Is "parsing" a subset of "compiling"?

When I think of "compiling" I think of turning C++ code into a binary. Or perhaps C# into CLR byte code. But "parsing" could be something like parsing Python, or a web template language, where it doesn't need to produce any binaries, but can either execute the code immediately, statement-by-statement, or output HTML directly.

Would you basically be doing the same task in either case? Ignoring the language syntax, would compiling C++ be equally as difficult as parsing a website template file (Django, Smarty, whatever), or Python?

What I'm trying to allude at, is if I study "compiling" or read a book on "compiling" will I necessarily pick up the skills to parse non-compiled languages?

Short answer: parsing is not a subset of compiling.

Long answer: generally, there are a 3 steps to converting source to another format:

  1. Lexing, which converts some form of input to a token stream.
  2. Parsing, which converts the token stream into an abstract syntax tree (AST).
  3. Compiling, which converts the AST into a set of executable instructions (native code, byte code, etc).

(For very simple languages, you may not even need a parser, you might be able to compile the token stream directly, or your parser could output native code directly.)

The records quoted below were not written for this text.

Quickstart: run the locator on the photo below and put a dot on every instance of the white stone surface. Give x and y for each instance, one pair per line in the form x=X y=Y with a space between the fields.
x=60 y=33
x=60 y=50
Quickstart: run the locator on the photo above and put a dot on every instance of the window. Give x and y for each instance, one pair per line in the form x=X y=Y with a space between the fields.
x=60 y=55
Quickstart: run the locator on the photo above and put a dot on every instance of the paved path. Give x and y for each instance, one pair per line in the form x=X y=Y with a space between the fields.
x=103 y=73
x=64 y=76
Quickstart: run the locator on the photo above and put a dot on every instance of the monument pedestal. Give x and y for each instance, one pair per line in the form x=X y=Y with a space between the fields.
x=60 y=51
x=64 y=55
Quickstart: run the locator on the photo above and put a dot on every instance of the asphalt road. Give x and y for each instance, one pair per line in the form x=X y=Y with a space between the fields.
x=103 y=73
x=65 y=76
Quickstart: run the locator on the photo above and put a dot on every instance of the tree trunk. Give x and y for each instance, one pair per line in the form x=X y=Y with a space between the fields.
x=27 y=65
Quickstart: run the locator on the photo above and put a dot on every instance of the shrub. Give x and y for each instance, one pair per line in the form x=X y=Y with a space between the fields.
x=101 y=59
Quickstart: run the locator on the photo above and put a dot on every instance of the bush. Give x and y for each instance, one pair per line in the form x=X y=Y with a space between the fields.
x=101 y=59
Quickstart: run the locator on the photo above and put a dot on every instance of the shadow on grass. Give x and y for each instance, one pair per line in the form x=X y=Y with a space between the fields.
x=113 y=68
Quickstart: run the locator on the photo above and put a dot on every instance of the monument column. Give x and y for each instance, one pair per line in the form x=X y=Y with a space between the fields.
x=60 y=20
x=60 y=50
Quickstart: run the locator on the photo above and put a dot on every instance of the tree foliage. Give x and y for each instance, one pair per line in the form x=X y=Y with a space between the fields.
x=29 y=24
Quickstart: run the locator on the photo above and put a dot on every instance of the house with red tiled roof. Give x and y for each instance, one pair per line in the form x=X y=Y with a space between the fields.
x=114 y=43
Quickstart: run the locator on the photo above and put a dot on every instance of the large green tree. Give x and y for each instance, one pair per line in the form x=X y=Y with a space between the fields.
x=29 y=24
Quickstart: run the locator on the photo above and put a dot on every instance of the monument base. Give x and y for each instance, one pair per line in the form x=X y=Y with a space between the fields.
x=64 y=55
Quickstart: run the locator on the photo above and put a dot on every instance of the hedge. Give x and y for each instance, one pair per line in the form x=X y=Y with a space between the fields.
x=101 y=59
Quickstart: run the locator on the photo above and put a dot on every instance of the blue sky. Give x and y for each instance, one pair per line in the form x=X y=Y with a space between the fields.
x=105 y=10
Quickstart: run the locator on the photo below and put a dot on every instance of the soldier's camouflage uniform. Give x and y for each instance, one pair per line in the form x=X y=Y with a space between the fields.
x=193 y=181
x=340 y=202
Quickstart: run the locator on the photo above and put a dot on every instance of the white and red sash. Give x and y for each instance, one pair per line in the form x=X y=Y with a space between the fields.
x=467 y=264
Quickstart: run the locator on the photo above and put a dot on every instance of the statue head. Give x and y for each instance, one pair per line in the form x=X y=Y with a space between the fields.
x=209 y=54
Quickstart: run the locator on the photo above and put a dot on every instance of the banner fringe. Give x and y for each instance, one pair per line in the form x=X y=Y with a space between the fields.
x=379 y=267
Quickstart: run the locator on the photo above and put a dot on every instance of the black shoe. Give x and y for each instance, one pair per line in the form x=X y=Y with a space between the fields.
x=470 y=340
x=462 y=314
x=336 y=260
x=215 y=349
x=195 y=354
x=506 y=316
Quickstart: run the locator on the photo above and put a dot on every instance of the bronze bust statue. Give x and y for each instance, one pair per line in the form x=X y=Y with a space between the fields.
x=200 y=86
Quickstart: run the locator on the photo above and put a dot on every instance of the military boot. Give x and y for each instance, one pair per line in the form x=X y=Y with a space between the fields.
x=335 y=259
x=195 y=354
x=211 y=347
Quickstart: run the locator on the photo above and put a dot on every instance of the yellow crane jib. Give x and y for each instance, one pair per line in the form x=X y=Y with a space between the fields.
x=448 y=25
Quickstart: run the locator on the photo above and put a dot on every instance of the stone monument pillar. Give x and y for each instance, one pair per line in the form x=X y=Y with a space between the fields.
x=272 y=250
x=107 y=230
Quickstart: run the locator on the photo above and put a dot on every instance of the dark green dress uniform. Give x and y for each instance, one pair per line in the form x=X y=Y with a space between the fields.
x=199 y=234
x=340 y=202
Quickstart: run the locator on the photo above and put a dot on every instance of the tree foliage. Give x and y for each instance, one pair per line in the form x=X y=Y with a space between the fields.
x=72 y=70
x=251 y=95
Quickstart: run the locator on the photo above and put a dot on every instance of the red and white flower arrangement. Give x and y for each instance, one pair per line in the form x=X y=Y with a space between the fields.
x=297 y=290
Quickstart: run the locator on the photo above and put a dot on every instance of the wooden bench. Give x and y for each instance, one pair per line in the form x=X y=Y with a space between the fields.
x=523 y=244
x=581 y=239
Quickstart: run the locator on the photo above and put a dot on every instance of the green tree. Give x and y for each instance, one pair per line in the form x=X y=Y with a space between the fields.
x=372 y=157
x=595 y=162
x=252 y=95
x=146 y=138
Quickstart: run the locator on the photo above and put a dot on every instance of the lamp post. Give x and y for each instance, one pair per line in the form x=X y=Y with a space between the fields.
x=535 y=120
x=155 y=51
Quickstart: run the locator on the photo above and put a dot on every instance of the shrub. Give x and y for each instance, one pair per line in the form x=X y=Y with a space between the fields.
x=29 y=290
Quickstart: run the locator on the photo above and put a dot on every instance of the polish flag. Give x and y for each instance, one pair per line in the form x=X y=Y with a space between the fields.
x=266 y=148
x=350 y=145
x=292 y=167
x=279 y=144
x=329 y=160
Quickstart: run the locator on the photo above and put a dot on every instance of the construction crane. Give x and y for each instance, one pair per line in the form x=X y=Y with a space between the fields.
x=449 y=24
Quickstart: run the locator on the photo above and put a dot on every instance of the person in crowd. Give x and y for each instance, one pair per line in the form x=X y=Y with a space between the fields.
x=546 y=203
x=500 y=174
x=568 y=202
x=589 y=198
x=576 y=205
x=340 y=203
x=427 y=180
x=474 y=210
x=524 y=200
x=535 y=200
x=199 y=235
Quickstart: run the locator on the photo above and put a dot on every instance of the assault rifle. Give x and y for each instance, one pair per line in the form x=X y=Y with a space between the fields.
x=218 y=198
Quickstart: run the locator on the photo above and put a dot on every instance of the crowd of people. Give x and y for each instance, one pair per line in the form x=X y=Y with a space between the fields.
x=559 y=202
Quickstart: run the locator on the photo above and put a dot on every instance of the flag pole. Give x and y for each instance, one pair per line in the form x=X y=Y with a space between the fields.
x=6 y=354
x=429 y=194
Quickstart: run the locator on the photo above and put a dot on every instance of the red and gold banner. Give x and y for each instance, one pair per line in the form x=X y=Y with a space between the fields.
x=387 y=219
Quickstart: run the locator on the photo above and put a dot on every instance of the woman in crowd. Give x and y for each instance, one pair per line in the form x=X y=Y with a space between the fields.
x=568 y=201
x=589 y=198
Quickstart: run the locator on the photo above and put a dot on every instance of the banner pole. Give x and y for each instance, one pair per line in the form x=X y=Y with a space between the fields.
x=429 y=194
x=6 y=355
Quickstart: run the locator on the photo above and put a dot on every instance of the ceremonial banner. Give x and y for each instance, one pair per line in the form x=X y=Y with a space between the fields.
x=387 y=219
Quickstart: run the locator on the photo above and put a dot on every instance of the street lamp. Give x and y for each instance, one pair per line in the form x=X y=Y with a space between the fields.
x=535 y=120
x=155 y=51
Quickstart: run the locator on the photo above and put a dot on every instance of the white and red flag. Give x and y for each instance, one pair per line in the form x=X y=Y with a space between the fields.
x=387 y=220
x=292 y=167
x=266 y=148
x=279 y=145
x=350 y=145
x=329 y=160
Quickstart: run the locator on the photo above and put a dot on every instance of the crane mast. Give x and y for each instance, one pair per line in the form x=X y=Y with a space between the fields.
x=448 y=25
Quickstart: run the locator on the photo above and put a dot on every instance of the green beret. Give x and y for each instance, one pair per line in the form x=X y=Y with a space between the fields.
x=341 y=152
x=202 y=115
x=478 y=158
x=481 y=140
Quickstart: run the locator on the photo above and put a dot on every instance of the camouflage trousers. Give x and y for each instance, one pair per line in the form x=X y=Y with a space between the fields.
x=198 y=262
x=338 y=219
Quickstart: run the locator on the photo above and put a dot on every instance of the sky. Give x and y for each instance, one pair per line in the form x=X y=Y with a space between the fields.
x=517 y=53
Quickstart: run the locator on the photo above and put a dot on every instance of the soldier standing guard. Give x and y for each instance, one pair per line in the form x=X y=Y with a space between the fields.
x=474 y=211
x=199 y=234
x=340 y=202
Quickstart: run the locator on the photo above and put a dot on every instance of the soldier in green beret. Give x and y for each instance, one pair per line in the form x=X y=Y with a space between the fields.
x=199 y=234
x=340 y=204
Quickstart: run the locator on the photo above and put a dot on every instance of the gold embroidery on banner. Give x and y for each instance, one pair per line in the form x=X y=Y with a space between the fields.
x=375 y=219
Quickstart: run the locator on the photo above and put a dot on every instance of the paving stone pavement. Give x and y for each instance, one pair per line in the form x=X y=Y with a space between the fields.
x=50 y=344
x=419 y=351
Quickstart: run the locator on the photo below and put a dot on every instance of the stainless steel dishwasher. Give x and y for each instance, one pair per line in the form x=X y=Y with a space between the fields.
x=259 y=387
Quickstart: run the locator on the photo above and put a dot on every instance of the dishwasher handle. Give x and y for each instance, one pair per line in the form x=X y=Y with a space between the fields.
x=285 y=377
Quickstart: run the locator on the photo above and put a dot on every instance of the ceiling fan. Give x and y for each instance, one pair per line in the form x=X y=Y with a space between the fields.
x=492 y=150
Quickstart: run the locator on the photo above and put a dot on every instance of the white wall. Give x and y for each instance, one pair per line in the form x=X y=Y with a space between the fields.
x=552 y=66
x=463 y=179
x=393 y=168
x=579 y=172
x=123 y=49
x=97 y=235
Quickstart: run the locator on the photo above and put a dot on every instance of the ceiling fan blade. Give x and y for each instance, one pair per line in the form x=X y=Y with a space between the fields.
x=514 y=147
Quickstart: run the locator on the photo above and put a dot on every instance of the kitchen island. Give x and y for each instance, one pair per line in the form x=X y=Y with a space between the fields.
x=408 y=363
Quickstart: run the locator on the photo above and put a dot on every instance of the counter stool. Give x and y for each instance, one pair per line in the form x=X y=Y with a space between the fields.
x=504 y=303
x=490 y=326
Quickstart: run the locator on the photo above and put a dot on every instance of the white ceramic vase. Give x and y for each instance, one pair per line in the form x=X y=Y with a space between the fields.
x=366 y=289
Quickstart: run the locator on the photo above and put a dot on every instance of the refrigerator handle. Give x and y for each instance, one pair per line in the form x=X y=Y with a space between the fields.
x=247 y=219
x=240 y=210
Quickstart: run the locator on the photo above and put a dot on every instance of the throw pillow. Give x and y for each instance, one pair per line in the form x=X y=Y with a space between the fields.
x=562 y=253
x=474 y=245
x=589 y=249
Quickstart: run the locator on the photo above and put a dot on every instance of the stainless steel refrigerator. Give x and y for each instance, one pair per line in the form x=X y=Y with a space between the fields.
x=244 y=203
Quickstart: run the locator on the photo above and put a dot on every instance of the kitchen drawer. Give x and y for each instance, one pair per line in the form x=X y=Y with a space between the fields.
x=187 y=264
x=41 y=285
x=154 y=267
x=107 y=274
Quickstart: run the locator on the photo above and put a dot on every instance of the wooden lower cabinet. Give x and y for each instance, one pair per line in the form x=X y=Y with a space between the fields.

So start with a raw string like this:

let x = 0
while x < 10
    print x
    x := x + 1

A lexer is going to convert it into a token stream, probably something like this:

[LET; String("x"); EQ; Int(0); NEWLINE; WHILE; String("x");
 LT; VAL(10); ... ]

The parser will convert the stream into a more meaningful data structure, your abstract syntax tree:

// AST definition
type expr =
    | Block of expr list
    | Assign of string * expr
    | While of expr * expr
    | Call of string * expr list
    | Add of expr * expr
    | Var of string
    | Int of int

// AST instance created from token stream
        Assign("x", Int(10));
            LessThan(Var("x"), Int(10)),
                    Call("print", [Var("x")]);
                    Assign("x", Add(Var("x"), Int(1)));

Once you have an AST, you can do whatever it wants with it:

  • You convert the AST to native code (compiling).
  • or you could interpret the AST on the fly, which you might do with a dynamic programming language or a templating engine.
  • or you could iterate the AST to make a syntax highlighter.
  • or you could walk the AST and output equivalent code in another language.
  • or you could look for all instances of Var("x") and replace them with Var("y") similar to a code refactor tool).

So, while you usually parse input before compiling, that's not the same as saying that parsing is a subset of compiling.

No, parsing and compiling can be completely independent.

  • A parser may not be emitting any code at all. It could be parsing some data object (JSON, XML, whatever)
  • A compiler may not have source code to start with - it could be presented with an abstract syntax tree, already parsed, and just have to emit the relevant code

Most compilers include a parsing step, but I don't think it's necessarily a "subset" of compiling, and parsing certainly doesn't have to have anything to do with compilation.

..."will I pick up skills to parse non-compiled languages?" Yes, you will, but you can study parsing by itself.

What you will find, however, is that much of compiling (name resolution, type inference, pattern matching, compiling to instructions [pcode rather than machine code], high-performance execution, optimizing for special cases) is useful in processing non-compiled languages. So if you intend to do more than just literally parse, you'll want to study compiler technology anyway.

Compiling is actually more difficult than parsing since its just one of the preliminary steps in compiling.

After the parsing, a symbol table is generated from which the actual binary code is generated.

In interpreting languages such as Javascript, the statements can be executed as each statement is parsed.